Sunday, September 9, 2007

A Slice of Mexico in D.C.

Taqueria D.F. Located on 14th St at Oak St. NW. I have been longing to go to Mexico City for a while now but haven't had the means to go, so I did the next best thing: I paid visit the D.C. taqueria that bears its name. Taqueria D.F. (Distrito Federal) offers up tasty authentic Mexican food at prices requetebuenos! Two tacos--corn tortillas filled with your choice of meat, chopped onions and tomato, a slice of avocado, and cucumber, radish and lime on the side--and a Mexican cola (made with "real" sugar) set me back about $6, plus tip for the friendly, if minimal, service. The food was simple and delicious and well worth an afternoon spent beneath the blazing sun.

Frida Kahlo: Public Image, Private Life
This exhibition, on view at the National Museum of Women in the Arts until October 16, provides a glimpse into the life of Mexico's famous cross-dressing, unibrow-rocking, Trotsky-loving artist. Most people who are familiar with her art know at least a little about Frida Kahlo's private life, her family, her tumultuous relationship with Diego Rivera, and the accident that changed the course of her life and work. The exhibition features just one of her paintings--"Self Portrait Dedicated to Leon Trotsky"--the only one in the NMWA collection and perhaps one of the more staid and formal of her paintings.

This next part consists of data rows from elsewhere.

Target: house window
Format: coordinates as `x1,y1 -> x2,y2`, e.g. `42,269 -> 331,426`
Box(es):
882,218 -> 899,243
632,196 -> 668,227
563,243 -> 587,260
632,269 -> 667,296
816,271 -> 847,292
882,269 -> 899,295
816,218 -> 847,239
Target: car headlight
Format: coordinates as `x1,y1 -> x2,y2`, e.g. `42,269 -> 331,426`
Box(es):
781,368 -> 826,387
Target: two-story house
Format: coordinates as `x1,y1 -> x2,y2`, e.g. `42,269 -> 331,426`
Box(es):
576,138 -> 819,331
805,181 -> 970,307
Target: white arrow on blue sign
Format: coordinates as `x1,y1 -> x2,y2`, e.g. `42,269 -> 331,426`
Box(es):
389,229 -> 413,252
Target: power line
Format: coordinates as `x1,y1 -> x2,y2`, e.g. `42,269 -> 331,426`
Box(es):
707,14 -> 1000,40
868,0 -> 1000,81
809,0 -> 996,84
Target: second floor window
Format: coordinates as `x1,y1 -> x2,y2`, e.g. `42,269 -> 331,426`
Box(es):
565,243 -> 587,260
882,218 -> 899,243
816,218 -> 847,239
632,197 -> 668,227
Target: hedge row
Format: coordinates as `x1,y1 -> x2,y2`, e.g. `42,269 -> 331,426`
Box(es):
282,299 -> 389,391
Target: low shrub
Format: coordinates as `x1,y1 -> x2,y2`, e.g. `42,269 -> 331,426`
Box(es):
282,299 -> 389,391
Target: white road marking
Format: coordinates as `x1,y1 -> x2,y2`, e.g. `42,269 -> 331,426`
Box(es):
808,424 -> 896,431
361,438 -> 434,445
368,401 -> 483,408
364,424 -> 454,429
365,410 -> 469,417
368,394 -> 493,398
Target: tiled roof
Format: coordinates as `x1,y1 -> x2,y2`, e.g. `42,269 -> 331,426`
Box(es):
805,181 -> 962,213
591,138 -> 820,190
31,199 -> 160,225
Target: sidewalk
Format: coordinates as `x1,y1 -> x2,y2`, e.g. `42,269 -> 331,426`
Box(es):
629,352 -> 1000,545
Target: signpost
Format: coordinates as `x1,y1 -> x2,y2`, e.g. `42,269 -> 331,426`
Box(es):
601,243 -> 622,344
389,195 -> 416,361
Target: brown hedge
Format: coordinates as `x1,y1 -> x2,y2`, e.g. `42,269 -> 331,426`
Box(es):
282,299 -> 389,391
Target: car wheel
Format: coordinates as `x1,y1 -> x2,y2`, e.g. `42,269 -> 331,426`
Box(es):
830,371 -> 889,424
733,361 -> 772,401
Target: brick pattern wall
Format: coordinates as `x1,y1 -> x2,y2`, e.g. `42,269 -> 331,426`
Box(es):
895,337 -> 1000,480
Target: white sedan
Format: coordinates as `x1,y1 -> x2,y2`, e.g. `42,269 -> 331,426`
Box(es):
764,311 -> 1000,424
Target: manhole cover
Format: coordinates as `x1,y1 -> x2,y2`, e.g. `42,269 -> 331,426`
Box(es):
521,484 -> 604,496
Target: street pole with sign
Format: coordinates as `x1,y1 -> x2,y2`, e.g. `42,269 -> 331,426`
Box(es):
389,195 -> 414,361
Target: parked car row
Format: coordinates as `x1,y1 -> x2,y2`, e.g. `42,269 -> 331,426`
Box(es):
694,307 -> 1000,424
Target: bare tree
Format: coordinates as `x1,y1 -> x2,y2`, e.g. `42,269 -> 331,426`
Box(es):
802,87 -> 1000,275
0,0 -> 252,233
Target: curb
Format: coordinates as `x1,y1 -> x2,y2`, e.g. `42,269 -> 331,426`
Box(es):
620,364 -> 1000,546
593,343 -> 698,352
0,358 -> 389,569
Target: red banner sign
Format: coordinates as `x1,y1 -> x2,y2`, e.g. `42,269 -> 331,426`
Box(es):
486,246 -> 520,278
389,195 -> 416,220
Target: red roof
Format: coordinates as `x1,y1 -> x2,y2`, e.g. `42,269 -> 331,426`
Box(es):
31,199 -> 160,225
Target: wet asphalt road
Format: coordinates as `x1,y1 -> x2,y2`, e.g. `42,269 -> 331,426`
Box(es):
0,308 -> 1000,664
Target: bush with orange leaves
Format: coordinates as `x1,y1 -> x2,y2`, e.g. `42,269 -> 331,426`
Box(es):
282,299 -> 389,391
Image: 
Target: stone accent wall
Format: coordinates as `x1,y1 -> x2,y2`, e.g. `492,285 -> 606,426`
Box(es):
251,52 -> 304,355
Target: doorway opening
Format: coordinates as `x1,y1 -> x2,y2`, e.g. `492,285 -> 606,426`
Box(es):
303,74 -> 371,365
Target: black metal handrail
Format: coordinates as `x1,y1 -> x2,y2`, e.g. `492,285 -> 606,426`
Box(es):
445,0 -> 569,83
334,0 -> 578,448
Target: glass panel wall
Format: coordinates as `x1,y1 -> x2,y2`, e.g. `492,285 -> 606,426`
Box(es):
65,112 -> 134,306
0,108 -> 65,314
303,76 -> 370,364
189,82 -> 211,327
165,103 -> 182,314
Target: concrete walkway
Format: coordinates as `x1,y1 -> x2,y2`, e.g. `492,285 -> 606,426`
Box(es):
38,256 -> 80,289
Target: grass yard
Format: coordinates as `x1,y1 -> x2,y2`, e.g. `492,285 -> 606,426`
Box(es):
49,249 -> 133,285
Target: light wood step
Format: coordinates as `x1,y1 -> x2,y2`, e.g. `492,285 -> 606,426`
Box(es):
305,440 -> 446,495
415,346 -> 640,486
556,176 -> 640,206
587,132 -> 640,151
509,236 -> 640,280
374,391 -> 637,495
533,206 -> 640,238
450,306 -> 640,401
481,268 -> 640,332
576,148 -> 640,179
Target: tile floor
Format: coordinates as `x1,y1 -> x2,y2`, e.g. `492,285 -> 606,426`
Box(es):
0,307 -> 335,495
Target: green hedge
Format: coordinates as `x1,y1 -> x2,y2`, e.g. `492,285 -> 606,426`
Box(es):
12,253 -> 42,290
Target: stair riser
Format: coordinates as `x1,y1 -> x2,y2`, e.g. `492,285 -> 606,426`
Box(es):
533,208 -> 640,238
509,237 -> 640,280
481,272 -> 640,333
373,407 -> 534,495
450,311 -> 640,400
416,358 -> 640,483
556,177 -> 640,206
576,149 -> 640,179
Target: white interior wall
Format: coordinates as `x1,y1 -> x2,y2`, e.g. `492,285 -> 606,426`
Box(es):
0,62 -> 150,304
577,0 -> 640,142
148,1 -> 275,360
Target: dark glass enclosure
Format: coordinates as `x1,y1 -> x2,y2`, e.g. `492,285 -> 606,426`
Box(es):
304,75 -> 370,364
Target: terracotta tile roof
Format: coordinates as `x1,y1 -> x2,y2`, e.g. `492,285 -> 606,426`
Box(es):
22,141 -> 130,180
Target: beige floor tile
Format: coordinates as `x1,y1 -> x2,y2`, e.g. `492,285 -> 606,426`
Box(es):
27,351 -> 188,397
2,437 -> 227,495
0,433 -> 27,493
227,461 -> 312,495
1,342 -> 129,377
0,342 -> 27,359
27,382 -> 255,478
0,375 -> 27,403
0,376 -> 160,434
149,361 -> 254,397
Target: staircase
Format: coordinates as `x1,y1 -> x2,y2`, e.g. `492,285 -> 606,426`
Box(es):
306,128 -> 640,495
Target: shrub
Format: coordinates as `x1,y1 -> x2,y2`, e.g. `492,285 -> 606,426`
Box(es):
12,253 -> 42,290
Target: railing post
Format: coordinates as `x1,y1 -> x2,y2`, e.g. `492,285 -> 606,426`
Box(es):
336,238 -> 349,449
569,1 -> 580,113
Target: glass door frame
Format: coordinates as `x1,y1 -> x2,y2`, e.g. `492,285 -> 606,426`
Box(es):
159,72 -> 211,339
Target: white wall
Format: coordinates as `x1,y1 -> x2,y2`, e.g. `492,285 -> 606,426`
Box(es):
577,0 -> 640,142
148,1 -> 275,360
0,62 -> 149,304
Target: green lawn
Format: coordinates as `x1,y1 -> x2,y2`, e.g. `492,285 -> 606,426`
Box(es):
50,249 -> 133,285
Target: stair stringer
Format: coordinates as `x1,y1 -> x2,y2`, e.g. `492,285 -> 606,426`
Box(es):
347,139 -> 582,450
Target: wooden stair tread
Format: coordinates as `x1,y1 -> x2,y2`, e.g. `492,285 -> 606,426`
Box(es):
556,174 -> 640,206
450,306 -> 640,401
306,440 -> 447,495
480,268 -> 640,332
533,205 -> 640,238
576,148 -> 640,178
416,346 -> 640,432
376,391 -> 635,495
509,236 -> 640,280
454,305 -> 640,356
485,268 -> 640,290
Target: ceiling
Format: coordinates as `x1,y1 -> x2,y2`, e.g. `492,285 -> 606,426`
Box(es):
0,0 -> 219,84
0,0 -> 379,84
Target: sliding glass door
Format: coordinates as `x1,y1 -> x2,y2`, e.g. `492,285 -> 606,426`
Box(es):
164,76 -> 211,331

The rest of the exhibition focuses on a collection of photographs of Kahlo and her cohorts as well as a sampling of her letters. The most striking aspect of the show, however, is the group of photos by contemporary Mexican photographer Graciela Iturbide of Kahlo's private bathroom at the Casa Azul and its contents, which were sealed until only a few years ago. The black-and-white images of items such as a bloody hospital gown, crutches, an orthopedic corset, and other apparatuses offer a painful and very real contrast to the colorful paintings, self-decoration and surroundings that made her famous. We know that this side of Kahlo's life greatly informed her work, but it is interesting to seem them on their own, apart from her surreal and florid depictions of them.
Currently this the only special exhibition on view at the National Museum of Women in the Arts. Entry is $5 until September 20th.